PAE12 Antibody appears to be related to a polyclonal antibody raised against Ephrin B2 (EFNB2). It is a rabbit polyclonal antibody that has been specifically selected for its ability to recognize EFNB2 in immunohistochemical staining and western blotting applications. The target antigen EFNB2 is also known by several alternative names including EPLG5, HTKL, Htk-L, LERK5, HTK Ligand, and Eph-Related Receptor Tyrosine Kinase Ligand 5 .
The antibody is purified through a two-step process involving antigen-specific affinity chromatography followed by Protein A affinity chromatography, ensuring high specificity for its target . The polyclonal nature of this antibody means it recognizes multiple epitopes on the target antigen, providing robust detection capabilities across various experimental conditions.
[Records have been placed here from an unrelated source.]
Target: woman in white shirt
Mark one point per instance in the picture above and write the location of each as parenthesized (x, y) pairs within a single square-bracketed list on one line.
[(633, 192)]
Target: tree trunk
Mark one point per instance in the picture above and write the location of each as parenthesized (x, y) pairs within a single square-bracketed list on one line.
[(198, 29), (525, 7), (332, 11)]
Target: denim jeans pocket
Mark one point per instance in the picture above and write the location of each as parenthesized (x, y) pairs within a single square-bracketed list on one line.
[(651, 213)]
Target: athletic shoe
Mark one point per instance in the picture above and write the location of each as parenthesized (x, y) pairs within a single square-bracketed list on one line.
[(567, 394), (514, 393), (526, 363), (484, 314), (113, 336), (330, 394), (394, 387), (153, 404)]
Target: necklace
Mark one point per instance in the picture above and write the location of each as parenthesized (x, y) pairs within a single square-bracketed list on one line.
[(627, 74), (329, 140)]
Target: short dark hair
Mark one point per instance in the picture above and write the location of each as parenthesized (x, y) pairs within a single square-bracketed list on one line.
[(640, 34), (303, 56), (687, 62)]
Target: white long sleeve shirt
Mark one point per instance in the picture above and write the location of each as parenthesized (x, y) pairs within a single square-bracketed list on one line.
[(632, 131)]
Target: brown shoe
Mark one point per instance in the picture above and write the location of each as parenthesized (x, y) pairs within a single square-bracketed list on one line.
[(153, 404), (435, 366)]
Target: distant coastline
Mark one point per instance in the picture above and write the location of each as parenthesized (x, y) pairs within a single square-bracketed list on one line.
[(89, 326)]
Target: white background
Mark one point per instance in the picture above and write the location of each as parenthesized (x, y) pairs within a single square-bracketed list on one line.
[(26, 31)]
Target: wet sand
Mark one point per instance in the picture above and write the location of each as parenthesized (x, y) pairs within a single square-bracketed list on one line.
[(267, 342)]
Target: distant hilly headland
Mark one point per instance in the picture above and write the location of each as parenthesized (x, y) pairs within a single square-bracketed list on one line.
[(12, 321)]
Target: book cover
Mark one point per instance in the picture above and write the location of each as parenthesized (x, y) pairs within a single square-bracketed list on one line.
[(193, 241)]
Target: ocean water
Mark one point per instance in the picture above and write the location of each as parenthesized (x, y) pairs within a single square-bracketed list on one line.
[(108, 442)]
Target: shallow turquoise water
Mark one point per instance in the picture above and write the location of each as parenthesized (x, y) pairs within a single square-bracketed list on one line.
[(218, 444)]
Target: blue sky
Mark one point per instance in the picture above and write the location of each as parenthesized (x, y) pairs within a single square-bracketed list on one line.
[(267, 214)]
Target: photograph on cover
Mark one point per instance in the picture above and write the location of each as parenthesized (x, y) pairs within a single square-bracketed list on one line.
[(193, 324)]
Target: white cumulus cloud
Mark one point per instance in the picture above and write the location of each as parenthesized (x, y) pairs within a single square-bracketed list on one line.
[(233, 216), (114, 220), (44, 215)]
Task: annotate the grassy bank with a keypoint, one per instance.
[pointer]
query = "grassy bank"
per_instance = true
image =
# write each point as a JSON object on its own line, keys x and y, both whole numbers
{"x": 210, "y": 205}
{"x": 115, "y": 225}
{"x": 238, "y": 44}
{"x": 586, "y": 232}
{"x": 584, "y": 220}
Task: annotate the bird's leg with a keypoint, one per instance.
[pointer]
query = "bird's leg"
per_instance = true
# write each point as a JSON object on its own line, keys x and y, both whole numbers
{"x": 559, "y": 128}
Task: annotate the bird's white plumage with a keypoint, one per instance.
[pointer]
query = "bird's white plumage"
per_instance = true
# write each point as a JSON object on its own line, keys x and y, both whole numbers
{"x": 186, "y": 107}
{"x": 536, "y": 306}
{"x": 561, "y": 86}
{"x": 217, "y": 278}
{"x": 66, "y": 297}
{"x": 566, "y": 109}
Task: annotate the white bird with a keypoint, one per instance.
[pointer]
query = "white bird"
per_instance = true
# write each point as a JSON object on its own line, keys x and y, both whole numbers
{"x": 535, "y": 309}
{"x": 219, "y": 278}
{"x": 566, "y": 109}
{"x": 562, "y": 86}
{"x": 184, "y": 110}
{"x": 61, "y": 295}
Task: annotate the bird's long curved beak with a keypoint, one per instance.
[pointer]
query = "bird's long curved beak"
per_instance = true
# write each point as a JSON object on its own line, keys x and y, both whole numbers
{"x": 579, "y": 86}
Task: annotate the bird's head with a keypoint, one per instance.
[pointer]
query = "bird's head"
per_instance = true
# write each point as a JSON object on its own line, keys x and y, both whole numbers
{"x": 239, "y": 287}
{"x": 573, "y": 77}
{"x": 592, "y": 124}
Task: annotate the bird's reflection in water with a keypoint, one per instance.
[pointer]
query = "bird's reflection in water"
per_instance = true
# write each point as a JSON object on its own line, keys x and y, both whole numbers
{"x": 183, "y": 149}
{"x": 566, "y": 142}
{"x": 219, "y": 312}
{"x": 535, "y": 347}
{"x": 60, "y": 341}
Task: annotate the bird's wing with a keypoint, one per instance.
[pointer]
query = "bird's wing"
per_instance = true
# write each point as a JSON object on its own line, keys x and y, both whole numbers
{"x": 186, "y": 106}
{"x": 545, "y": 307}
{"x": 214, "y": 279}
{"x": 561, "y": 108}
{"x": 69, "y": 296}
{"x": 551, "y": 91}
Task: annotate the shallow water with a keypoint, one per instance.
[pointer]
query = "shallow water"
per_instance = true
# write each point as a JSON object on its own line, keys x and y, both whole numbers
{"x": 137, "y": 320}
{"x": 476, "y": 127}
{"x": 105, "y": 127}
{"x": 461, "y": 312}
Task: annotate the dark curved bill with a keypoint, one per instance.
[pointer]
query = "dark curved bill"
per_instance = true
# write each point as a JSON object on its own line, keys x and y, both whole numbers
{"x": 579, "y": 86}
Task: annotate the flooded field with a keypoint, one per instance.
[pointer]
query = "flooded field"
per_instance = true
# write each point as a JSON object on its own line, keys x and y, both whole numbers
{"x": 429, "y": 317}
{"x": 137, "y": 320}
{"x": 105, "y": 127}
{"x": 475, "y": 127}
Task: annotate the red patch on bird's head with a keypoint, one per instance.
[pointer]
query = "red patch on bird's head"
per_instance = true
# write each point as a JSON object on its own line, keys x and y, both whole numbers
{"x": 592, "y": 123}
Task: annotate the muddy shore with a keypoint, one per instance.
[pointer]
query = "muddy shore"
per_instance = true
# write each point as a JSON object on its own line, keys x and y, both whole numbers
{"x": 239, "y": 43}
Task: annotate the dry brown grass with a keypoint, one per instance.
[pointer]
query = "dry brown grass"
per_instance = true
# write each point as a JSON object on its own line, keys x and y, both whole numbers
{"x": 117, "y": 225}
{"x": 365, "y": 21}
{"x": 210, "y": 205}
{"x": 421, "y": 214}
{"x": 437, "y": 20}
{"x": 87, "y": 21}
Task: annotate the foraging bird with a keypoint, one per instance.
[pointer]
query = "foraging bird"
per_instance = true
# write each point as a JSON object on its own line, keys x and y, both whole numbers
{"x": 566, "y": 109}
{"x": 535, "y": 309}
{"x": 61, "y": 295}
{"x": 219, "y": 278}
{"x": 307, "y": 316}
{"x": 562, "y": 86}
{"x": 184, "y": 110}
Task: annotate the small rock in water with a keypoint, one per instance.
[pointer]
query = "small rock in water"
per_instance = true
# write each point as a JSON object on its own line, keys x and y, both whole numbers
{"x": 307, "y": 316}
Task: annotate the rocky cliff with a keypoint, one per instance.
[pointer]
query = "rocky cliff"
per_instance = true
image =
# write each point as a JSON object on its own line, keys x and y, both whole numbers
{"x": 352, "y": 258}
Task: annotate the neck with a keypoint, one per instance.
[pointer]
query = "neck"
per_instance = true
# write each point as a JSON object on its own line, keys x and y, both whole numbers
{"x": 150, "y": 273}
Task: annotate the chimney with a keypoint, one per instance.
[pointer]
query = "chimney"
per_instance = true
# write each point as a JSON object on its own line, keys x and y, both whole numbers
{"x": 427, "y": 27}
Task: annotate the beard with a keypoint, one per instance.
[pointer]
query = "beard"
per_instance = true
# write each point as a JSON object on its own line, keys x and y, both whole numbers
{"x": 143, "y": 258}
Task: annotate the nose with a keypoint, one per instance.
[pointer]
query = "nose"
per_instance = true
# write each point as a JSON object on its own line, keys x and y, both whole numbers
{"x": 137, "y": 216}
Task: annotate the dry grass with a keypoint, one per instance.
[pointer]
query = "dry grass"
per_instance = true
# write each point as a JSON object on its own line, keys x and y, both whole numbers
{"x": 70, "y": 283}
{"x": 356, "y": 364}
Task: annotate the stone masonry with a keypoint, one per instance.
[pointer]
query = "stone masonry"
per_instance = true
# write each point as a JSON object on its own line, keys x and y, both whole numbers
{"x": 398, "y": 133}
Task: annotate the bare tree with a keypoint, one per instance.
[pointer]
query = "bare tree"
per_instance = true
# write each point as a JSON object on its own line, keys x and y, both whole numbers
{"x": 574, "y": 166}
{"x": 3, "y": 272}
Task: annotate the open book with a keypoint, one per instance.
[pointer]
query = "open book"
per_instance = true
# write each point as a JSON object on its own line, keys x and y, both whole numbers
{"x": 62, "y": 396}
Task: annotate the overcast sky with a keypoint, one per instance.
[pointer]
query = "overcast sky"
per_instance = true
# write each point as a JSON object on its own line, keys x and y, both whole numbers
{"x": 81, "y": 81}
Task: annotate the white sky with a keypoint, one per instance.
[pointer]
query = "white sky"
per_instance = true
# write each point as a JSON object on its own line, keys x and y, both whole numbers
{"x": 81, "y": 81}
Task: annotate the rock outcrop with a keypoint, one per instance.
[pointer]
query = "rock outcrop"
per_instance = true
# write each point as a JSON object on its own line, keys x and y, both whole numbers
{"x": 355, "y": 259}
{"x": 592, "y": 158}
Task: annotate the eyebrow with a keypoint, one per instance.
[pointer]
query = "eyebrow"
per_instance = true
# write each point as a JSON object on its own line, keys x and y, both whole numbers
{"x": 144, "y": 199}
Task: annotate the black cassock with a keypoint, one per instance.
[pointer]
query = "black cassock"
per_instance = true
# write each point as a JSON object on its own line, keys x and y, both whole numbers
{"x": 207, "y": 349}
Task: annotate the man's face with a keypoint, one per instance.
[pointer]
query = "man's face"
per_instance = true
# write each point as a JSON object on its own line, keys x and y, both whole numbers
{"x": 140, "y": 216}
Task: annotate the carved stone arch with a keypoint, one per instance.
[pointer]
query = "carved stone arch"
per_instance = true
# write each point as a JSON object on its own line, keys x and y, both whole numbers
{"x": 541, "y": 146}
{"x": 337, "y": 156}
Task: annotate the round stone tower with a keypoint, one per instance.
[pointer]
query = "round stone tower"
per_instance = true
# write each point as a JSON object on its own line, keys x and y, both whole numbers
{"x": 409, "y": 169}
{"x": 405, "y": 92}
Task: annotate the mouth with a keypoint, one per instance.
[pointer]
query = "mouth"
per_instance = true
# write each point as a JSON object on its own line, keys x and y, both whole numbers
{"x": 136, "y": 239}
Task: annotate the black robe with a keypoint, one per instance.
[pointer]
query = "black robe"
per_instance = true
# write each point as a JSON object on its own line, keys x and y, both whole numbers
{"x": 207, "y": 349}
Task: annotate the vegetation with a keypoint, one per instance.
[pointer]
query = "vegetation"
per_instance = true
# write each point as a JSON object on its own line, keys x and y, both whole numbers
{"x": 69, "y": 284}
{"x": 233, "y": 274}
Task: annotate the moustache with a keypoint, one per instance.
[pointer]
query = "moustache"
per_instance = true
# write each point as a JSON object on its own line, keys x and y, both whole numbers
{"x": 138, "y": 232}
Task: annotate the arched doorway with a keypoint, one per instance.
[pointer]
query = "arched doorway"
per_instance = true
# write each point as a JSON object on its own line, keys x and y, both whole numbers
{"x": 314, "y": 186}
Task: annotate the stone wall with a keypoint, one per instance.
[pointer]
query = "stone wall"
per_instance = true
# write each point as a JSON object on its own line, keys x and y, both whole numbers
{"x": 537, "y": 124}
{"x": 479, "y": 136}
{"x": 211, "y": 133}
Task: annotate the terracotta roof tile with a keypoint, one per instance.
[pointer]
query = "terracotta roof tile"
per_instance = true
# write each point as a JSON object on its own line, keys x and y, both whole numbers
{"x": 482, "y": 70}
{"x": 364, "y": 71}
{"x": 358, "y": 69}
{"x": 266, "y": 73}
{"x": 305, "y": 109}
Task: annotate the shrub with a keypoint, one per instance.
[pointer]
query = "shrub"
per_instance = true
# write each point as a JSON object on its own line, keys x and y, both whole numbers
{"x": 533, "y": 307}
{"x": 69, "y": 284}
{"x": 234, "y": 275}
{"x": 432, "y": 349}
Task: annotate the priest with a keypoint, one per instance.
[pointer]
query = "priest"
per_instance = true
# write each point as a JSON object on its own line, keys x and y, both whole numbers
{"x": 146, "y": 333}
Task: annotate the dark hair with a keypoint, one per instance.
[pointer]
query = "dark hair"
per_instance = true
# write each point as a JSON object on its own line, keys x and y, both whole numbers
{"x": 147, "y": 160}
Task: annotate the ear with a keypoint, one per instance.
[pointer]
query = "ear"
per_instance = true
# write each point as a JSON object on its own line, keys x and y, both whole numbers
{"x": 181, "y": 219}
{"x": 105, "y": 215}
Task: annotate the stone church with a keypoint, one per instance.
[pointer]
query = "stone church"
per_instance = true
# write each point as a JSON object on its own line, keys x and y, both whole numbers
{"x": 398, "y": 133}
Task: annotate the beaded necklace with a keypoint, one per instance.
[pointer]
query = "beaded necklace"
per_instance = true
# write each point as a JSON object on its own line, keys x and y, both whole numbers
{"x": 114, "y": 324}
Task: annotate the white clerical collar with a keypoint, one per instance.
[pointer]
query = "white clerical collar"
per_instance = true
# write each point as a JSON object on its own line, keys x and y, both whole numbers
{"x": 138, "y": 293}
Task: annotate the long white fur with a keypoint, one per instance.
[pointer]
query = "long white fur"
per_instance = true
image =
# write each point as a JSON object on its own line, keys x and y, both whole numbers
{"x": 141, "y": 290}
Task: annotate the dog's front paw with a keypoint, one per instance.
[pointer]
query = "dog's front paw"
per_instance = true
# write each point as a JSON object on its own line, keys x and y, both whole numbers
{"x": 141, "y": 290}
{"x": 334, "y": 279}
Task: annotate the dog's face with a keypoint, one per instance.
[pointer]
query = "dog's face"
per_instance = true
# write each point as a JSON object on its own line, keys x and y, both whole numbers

PAE12 Antibody can be used in multiple research applications with specific working dilutions:
| Application | Recommended Dilution | Notes |
|---|---|---|
| Western Blotting (WB) | 0.01-2µg/mL | Optimal for protein detection on membranes |
| Immunohistochemistry (IHC) | 5-20µg/mL | For tissue section analysis |
| Immunocytochemistry (ICC) | 5-20µg/mL | For cellular localization studies |
| Immunoprecipitation (IP) | Varies by protocol | For protein-protein interaction studies |
It's important to note that these are general guidelines, and as emphasized in product documentation, "optimal working dilutions must be determined by end user" . For each new experimental system or sample type, a titration experiment should be performed to determine the optimal antibody concentration that provides the highest signal-to-noise ratio.
For optimal performance and longevity, PAE12 Antibody should be stored according to these guidelines:
For long-term storage: Store at -20°C in a manual defrost freezer for up to two years without detectable loss of activity
Avoid repeated freeze-thaw cycles as these can degrade antibody performance
The antibody is typically formulated in PBS (pH 7.4) containing preservatives like 0.02% sodium azide (NaN₃) and stabilizers such as 50% glycerol . This formulation helps maintain antibody stability during storage and use.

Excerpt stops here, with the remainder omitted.